# Imperial Smiths



## antony (Dec 28, 2007)

Its not about the money, its not how much is worth, with me as with many others on the forum it's about do we like it.

I got the watch as another project, as people who read my posting,I do get a kick out of bringing back the dead.

The picture does not show how bad the case is.










This latest one was a little too far gone as the movement was missing a few parts & the case was in such poor condition,

if you had the intention of making money on it, it just would not be a good one to do.

the gold plate had been rubbed off to the point where there was less than half of it left and it was ready for the bin.

I had started the rebuild and the after a lot of work was a runner, So I decided to have the case replated, and its not cheap.

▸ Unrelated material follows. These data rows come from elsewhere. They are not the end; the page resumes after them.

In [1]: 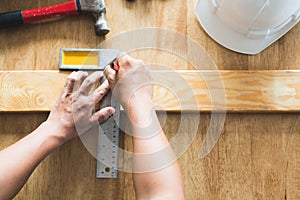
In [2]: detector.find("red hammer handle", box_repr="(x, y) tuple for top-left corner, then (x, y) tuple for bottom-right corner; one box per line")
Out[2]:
(22, 0), (78, 24)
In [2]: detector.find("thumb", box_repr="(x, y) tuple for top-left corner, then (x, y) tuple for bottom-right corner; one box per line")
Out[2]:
(91, 107), (116, 123)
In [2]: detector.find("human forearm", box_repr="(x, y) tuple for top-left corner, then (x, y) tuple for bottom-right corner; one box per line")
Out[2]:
(0, 122), (64, 200)
(130, 106), (184, 199)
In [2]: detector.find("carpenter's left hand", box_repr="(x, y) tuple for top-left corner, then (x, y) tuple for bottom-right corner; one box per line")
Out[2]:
(45, 71), (115, 142)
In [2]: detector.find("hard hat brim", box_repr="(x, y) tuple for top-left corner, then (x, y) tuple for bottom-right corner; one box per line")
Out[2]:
(196, 0), (297, 54)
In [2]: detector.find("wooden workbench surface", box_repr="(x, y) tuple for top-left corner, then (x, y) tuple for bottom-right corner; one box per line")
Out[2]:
(0, 0), (300, 200)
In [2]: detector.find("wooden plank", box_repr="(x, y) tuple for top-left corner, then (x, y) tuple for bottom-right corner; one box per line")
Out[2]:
(0, 70), (300, 112)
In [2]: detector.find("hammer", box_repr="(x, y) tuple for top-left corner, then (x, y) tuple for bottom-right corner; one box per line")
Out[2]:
(0, 0), (110, 36)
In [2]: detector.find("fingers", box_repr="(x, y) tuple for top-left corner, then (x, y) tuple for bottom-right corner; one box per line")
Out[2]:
(104, 66), (117, 85)
(80, 71), (103, 95)
(93, 80), (109, 104)
(63, 72), (88, 95)
(117, 54), (144, 69)
(91, 107), (115, 122)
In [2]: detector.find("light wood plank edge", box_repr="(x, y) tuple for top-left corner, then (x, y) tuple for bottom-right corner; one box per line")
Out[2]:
(0, 70), (300, 113)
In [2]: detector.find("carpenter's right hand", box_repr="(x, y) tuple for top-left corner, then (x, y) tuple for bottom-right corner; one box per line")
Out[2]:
(105, 54), (153, 112)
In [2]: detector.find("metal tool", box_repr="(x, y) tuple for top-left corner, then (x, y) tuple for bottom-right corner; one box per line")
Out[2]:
(59, 49), (120, 178)
(0, 0), (110, 36)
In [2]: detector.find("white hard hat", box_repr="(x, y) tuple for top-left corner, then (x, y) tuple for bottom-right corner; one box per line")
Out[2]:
(196, 0), (300, 54)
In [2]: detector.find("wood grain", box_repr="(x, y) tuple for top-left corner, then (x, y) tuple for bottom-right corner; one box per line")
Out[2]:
(0, 70), (300, 112)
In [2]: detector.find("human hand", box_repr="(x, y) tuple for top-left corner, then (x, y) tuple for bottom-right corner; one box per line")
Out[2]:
(104, 54), (153, 112)
(46, 71), (115, 142)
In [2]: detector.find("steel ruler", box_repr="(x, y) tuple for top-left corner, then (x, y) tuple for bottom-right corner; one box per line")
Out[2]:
(97, 91), (120, 178)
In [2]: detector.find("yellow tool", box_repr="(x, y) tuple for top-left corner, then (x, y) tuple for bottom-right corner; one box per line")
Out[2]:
(59, 48), (119, 71)
(59, 49), (120, 178)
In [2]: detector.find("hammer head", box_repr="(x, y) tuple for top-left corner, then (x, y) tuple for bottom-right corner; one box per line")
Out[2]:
(76, 0), (110, 36)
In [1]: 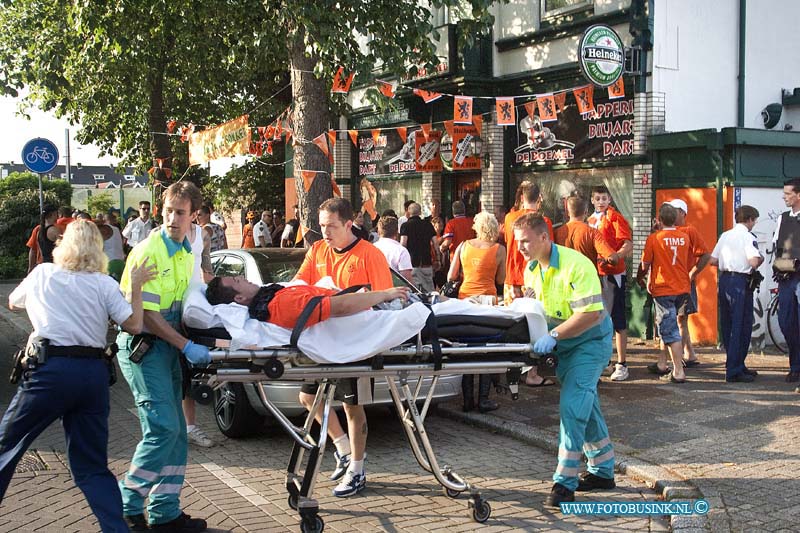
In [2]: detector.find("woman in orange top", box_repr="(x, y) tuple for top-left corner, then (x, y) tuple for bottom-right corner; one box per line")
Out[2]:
(447, 211), (506, 413)
(242, 211), (256, 248)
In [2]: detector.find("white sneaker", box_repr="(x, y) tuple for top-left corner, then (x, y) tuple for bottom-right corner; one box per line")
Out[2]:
(186, 426), (214, 448)
(611, 363), (630, 381)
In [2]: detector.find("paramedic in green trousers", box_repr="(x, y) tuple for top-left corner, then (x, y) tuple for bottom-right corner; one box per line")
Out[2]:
(514, 213), (616, 507)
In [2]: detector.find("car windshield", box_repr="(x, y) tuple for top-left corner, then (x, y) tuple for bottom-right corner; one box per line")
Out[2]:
(252, 250), (418, 292)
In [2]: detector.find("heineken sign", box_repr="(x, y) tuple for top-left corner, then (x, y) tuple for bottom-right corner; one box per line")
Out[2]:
(578, 24), (625, 87)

so this week after a two month waiting, yes really two months of waiting,Having done nickle plating my self I know its a half hour job from start to finish, and thats after i had done all the hard work for them dressing the case so they would 'nt have to spend any time on it.

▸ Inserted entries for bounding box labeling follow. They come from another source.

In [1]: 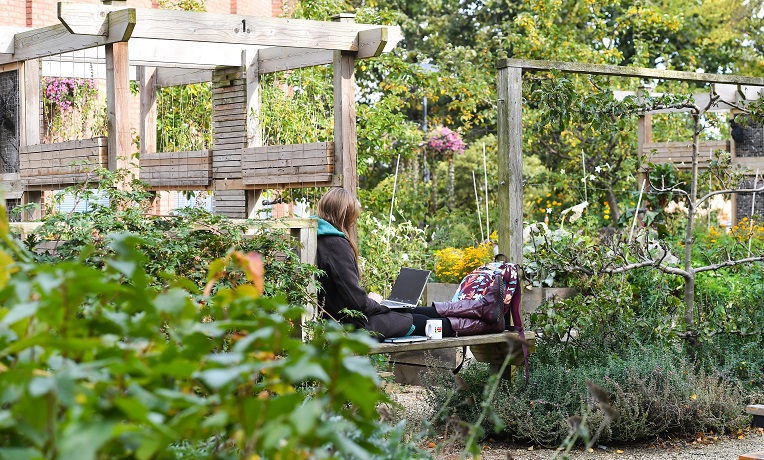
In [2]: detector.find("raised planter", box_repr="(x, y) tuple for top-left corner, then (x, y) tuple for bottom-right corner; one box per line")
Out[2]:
(19, 137), (108, 186)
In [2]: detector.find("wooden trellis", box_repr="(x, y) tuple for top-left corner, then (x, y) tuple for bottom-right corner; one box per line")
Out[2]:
(0, 2), (401, 217)
(496, 59), (764, 263)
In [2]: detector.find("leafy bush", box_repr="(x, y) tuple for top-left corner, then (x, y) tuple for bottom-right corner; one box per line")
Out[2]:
(428, 343), (750, 446)
(26, 171), (315, 305)
(435, 243), (493, 283)
(0, 203), (424, 460)
(358, 214), (427, 293)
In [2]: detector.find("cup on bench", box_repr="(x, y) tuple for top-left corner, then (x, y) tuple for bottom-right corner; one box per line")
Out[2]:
(424, 319), (443, 340)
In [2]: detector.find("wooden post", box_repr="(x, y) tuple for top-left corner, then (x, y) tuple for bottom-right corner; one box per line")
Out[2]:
(248, 50), (263, 219)
(332, 14), (358, 196)
(137, 66), (157, 153)
(106, 42), (137, 175)
(332, 13), (358, 241)
(497, 67), (523, 263)
(637, 86), (653, 188)
(19, 59), (43, 221)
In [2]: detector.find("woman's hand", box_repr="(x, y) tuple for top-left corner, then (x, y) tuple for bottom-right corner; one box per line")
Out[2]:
(368, 292), (382, 303)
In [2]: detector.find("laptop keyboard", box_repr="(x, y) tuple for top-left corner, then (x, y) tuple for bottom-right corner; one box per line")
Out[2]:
(379, 299), (415, 308)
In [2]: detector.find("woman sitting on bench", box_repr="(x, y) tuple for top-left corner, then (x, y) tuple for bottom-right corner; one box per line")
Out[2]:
(316, 188), (505, 339)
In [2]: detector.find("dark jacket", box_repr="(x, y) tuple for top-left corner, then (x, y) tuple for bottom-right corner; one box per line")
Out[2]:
(316, 219), (413, 338)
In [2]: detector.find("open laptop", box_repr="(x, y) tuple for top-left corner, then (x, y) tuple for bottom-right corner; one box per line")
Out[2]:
(380, 267), (430, 308)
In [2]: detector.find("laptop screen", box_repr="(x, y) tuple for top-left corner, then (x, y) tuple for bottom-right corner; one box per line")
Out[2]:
(389, 268), (430, 305)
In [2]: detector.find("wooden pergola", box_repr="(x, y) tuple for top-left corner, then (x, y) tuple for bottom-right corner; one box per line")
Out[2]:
(496, 59), (764, 263)
(0, 1), (402, 218)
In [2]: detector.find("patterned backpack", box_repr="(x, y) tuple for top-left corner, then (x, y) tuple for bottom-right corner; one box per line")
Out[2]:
(451, 256), (529, 384)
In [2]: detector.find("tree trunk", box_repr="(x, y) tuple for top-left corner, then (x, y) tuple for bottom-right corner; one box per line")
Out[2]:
(684, 113), (700, 332)
(447, 156), (456, 210)
(605, 186), (621, 227)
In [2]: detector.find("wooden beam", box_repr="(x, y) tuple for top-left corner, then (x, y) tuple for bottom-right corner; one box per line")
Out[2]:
(19, 59), (42, 147)
(241, 50), (263, 219)
(130, 35), (259, 70)
(334, 51), (358, 196)
(13, 8), (136, 61)
(154, 67), (212, 88)
(0, 26), (30, 55)
(59, 3), (399, 51)
(496, 59), (764, 86)
(106, 42), (132, 171)
(258, 47), (334, 75)
(137, 67), (157, 155)
(57, 2), (125, 37)
(497, 67), (523, 263)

Any way its now done and its another one I'm going to wear.

I have taken a few pics before & after, not a bad looking watch










.........


----------



## aroma (Dec 11, 2009)

I had my 1954 Smiths A404 replated in chrome - I think it was an improvement










Before & after shots

Cheers


----------



## Littlelegs (Dec 4, 2011)

They both look great. My freshly serviced with new balance staff dennison cased version says hi...) great watches.


----------



## antony (Dec 28, 2007)

The smiths delux nice job, I have almost the same watch, its a everest almost th same as yur to look at, I even have it on the same strap.

It just makes such a difference repatng the case, a friend of mine had a leonadas chrono replated but the could not do the pushers for him so I made a few calls & had them rhodium plated for him, you would never know the difference.


----------



## craftvn (Oct 22, 2014)

very nice job


----------